In releasing the report, Chief Inspector Dr Harold Hislop said:

“Our inspections show that the Irish education system has many strengths at early childhood, primary and post-primary levels. I am pleased to be able to report positively on the quality of learning, quality of teaching and support for children and young people in our education system. This provides a solid foundation on which to build an even better education offer for our children and young people in the years to come.

In response to the report, Minister Foley said:

“I welcome this report, which is based on the knowledge and research acquired over several years of inspections in our educational establishments. The overall findings of supports, efforts and accomplishments in our school communities are very positive and acknowledge the tremendous efforts of school and other educational institution leaders, teachers and staff, students, families and volunteer board members.

“There are a lot of excellent people in our education system. The Chief Inspector’s report recognizes all the good practice that takes place every day in our schools and other educational institutions in terms of the quality of leadership, management, teaching, learning and support to the well-being of our children and young people.
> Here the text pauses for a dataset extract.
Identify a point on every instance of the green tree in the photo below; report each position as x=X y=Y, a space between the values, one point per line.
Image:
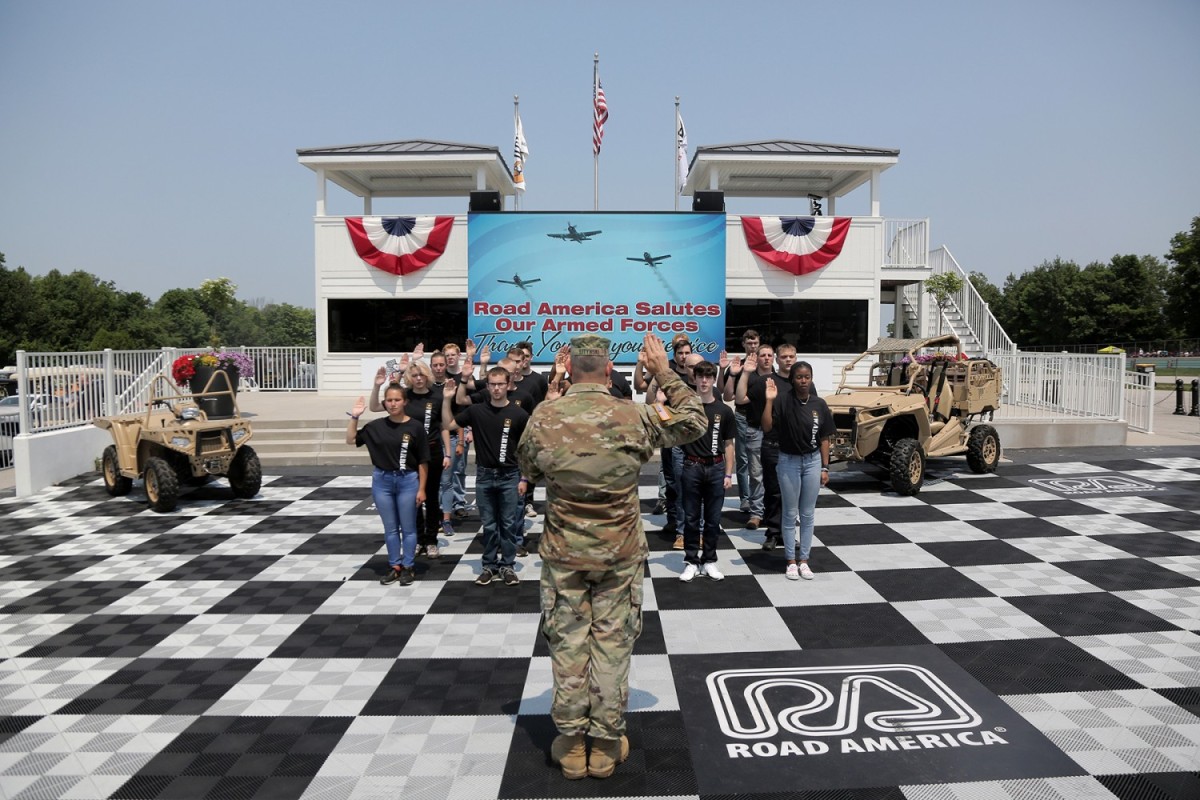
x=1183 y=282
x=941 y=287
x=285 y=324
It also commends the work of educational communities to ensure that the education of our children and young people can continue during the pandemic.

“The findings of this Chief Inspector’s report, together with the positive findings for Ireland in international assessments of reading and mathematics, confirm the many strengths of education provision for children and young people from their early years through their primary and post-primary education experiences.

“The report sets out areas where further initiatives and support are needed to bring about improvements – I am pleased that we have continuously used data from the Inspection to inform our plans, and so through the findings we are well advanced in plans to address emerging issues Using collected evidence to continuously improve is a feature of our assessment system both at school and institution level and at the national level. My officials and I will continue to use the results to inform and improve our work in support of our schools and educational institutions.”